Technical Documentation for EVE
Legal name for the model provider: Pi School S.R.L
Model name: EVE-instruct
Release date: [13 February 2026]
Model dependencies: Mistral-Small-3.2-24B-Instruct-2506
Input modalities:
- Text: input length 128,000 tokens
Output modalities:
- Text*:* maximum output length 128,000 tokens
Total model size: 24B
Distribution channels:
- Open-source repository on HuggingFace
- GUI and API via private hosting
License: Apache License 2.0
Acceptable Use Policy: Users should employ the system for Earth Observation and Earth Science related tasks. Utilization of the system for adjacent domains such as Mathematics, Physics, Computer Science, and Environmental Engineering is also acceptable, provided these applications support or relate to Earth Science objectives. The system is not intended for use cases outside the scope described above. Users are expected to verify critical information through primary sources and exercise appropriate judgment when applying outputs to decision-making processes.
Intended uses: EVE is designed to support users in a variety of natural language processing tasks, easing access to and processing of domain-specific textual information. Users can leverage the system to:
- Research methodologies, datasets, formulas, and scientific tables
- Perform comparisons and analyses across different topics within the domain
- Query the system about scientific content, environmental policies, satellite missions, and observational techniques
- Summarize and synthesize information from Earth Science literature
- Understand complex geospatial concepts and remote sensing principles
- Explore climate science, atmospheric studies, oceanography, and related disciplines
Intended Purpose: The system, EVE (Earth Virtual Expert), is a specialized Large Language Model (LLM) designed for the Earth Science and Earth Observation domains. The model is intended to serve a diverse user base, including students, researchers, policy makers, and professionals with an interest in these fields. EVE is capable of assisting users with a range of tasks, including question answering, summarization, information retrieval, and domain-specific analysis.
Type and nature of AI systems in which the general-purpose AI model can be integrated: EVE (Earth Virtual Expert) is intended to be integrated by downstream providers as a conversational assistant and domain-specific research tool for Earth Observation and Earth Science use cases. It can be used in:
- Chat interfaces for research support, document summarisation, and question answering.
- Decision-support tools that help human experts explore EO/ES literature and datasets, where final decisions remain with human users.
- Internal knowledge assistants that answer questions based on curated EO/ES corpora via RAG.
Technical means for model integration:
- Deploy the model on-premises or on a cloud provider, following the OpenAI compatible format
- Access via API endpoints exposing text-in / text-out interfaces for inference.
Required hardware: running EVE-instruct requires ~55 GB of GPU RAM in bf16 or fp16.
Required software: EVE-instruct requires the following:
- vLLM>=0.9.1
- transformers
- mistral-common >= 1.6.2
Data type/modality: text
Data provenance:
- Web scraping of the most important journals, publisher and agencies in the field
- Private non-publicly available datasets obtained from third parties
- Synthetic data generated from the collected ones
- Full information on the main HuggingFace release of the corpus.
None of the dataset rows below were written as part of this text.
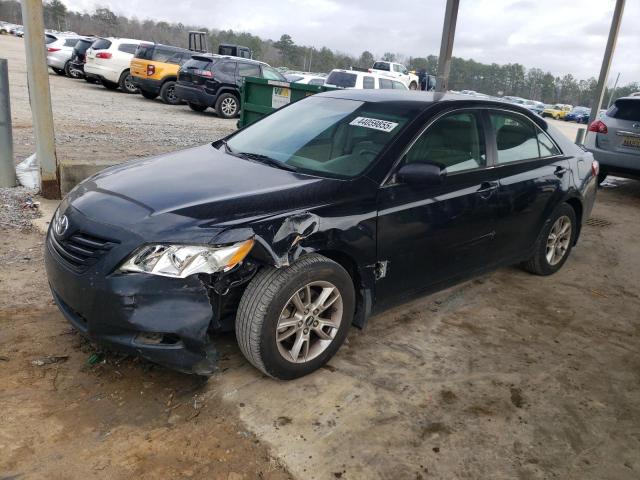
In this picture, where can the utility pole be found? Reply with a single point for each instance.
(606, 61)
(7, 169)
(446, 45)
(613, 92)
(40, 97)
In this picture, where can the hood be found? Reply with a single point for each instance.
(201, 185)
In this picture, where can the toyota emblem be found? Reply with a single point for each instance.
(60, 224)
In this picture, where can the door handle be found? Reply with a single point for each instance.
(486, 189)
(560, 171)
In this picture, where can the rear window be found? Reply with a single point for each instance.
(101, 44)
(128, 48)
(382, 66)
(625, 110)
(342, 79)
(82, 45)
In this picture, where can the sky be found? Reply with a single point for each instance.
(561, 36)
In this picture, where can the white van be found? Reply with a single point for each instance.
(362, 80)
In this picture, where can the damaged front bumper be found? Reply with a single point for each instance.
(164, 320)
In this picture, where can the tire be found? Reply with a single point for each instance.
(126, 83)
(149, 95)
(109, 85)
(539, 263)
(269, 296)
(227, 105)
(197, 108)
(168, 93)
(602, 175)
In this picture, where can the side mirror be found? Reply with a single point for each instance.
(421, 174)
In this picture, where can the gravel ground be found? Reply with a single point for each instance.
(18, 208)
(94, 123)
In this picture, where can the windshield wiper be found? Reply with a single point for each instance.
(267, 160)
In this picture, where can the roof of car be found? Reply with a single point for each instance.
(425, 98)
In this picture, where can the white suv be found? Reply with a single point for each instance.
(361, 80)
(60, 51)
(108, 60)
(398, 71)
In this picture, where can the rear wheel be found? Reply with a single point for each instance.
(147, 94)
(227, 105)
(554, 243)
(292, 320)
(197, 107)
(168, 93)
(126, 82)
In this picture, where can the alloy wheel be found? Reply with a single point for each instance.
(558, 240)
(229, 107)
(309, 322)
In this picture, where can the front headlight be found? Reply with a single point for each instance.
(180, 261)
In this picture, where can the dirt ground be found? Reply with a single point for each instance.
(506, 376)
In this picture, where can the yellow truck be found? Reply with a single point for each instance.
(154, 69)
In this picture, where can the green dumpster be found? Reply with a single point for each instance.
(260, 96)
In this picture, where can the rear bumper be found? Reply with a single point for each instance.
(195, 95)
(163, 320)
(147, 84)
(613, 161)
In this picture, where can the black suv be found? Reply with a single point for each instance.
(214, 81)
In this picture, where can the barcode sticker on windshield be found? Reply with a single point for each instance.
(374, 123)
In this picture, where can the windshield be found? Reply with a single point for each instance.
(325, 136)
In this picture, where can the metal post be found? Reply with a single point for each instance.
(7, 169)
(613, 92)
(446, 45)
(40, 97)
(606, 61)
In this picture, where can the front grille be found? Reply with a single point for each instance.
(80, 250)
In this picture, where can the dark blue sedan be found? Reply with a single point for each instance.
(309, 221)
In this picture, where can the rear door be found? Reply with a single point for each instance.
(434, 234)
(533, 176)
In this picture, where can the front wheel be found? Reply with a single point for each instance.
(227, 105)
(292, 320)
(554, 243)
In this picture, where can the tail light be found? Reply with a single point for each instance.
(598, 127)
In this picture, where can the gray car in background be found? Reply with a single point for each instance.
(614, 139)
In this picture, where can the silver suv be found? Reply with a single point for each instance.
(614, 139)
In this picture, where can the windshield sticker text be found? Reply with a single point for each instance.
(382, 125)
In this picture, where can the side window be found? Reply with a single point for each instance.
(227, 68)
(368, 82)
(128, 48)
(547, 147)
(455, 143)
(248, 70)
(385, 83)
(516, 138)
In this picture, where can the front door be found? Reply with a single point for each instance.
(432, 234)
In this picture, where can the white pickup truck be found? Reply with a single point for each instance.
(398, 71)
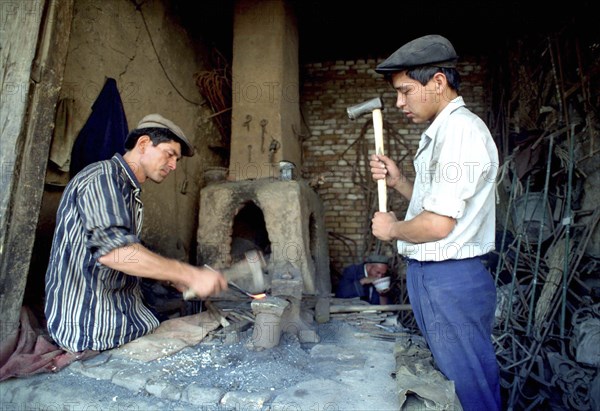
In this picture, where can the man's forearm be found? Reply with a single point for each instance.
(424, 228)
(404, 186)
(137, 260)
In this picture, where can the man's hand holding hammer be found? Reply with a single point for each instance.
(383, 168)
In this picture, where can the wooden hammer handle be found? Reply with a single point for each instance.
(378, 131)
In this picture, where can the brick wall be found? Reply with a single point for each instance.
(336, 149)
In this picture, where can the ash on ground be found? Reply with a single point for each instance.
(239, 367)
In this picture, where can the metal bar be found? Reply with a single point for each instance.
(503, 243)
(540, 236)
(518, 251)
(567, 221)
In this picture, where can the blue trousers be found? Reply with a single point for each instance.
(453, 302)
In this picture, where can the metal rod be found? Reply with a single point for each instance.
(502, 244)
(567, 222)
(540, 236)
(518, 250)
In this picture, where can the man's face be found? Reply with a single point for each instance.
(376, 270)
(158, 161)
(420, 103)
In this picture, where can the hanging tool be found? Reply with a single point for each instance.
(263, 124)
(374, 106)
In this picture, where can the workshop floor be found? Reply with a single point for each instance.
(350, 368)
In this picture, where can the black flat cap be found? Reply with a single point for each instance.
(431, 50)
(376, 259)
(157, 121)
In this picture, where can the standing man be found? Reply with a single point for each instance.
(93, 294)
(450, 221)
(357, 280)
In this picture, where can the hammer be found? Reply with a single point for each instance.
(374, 106)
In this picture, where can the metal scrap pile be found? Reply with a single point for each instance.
(547, 269)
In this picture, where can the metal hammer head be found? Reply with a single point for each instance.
(365, 107)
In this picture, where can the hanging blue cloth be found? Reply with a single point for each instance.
(104, 132)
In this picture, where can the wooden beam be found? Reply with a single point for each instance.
(362, 308)
(33, 147)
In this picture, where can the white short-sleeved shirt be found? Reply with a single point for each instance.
(456, 166)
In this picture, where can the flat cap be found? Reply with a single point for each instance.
(376, 259)
(158, 121)
(431, 50)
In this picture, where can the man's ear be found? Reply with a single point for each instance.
(143, 142)
(441, 82)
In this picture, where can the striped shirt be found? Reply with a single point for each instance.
(89, 305)
(456, 165)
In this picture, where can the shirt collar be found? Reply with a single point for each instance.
(118, 158)
(439, 120)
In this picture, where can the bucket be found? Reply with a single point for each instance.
(528, 214)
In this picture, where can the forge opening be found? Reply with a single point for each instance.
(249, 232)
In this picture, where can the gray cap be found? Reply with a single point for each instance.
(376, 259)
(158, 121)
(431, 50)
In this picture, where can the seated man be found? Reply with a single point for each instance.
(93, 294)
(357, 280)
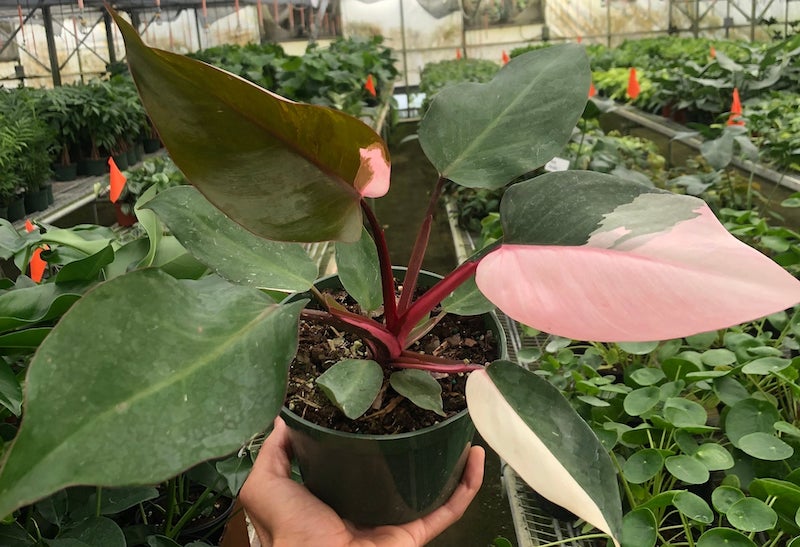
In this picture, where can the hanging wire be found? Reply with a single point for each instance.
(33, 32)
(21, 23)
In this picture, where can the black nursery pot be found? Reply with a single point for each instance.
(374, 480)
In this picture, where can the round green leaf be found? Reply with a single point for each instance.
(752, 515)
(765, 446)
(766, 365)
(787, 428)
(591, 400)
(687, 469)
(419, 387)
(693, 507)
(750, 416)
(729, 390)
(352, 385)
(723, 497)
(647, 376)
(702, 340)
(714, 457)
(676, 367)
(717, 357)
(643, 465)
(639, 401)
(686, 442)
(639, 528)
(724, 537)
(637, 348)
(682, 412)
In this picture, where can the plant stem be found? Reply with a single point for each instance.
(387, 278)
(171, 486)
(568, 540)
(418, 251)
(195, 508)
(625, 485)
(98, 504)
(433, 296)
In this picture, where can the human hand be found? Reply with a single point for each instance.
(285, 514)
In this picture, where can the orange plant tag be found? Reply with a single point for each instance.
(37, 265)
(117, 181)
(370, 86)
(633, 84)
(736, 109)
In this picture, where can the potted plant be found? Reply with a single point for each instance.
(61, 108)
(584, 255)
(158, 172)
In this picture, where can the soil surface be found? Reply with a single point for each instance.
(321, 346)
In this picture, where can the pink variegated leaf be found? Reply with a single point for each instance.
(593, 257)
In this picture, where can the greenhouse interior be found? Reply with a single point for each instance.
(458, 273)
Data curation methodologies: collected data was initially converted into Markdown, a common machine-processable text format, using a combination of OCR and rule-based algorithms. The text obtained is cleaned by removing duplications, removing noisy documents, fixing common OCR errors, fixing formulas, and tables. After all the personal identifiable information is removed, by replacing it is replaced with a placeholder text. The cleaned collection is then divided into chunks and filtered by removing uninformative chunks that contain mostly anonymized information or that were badly converted from the original document.
TRANSPARENCY
Consistent with Article 50 (Transparency Obligations for Providers and Deployers of AI Systems), we provide the following disclosures:
- Identification of AI System: EVE is an automated artificial intelligence chatbot system, not a human agent. When you use the EVE Chatbot Service at https://eve.philab.esa.int/chat, you are interacting directly with an AI system powered by large language models (LLMs). You are not communicating with human staff members.
- Limitations and Capabilities: EVE can:
- Provide general informational responses
- Answer questions across broad knowledge domains
- Generate text-based content
- EVE cannot and should not be relied upon for:
- Legal advice or professional consultation (despite best efforts, may contain errors)
- Real-time information (training data has a knowledge cutoff; current events may not be accurate)
- Binding commitments or official decisions
- Content Generated by AI: All responses generated by EVE are artificially generated using statistical language models. Responses are not authored by humans and may contain inaccuracies, biases, or inappropriate content. Users should verify critical information independently.
- Training Data Transparency: For information about how EVE was trained and the data sources used, please refer to this Technical Documentation.
We reserve the right to update EVE's capabilities, limitations, and training methodologies. Material changes that affect transparency will be disclosed in updated versions of this Privacy Policy and the Technical Documentation.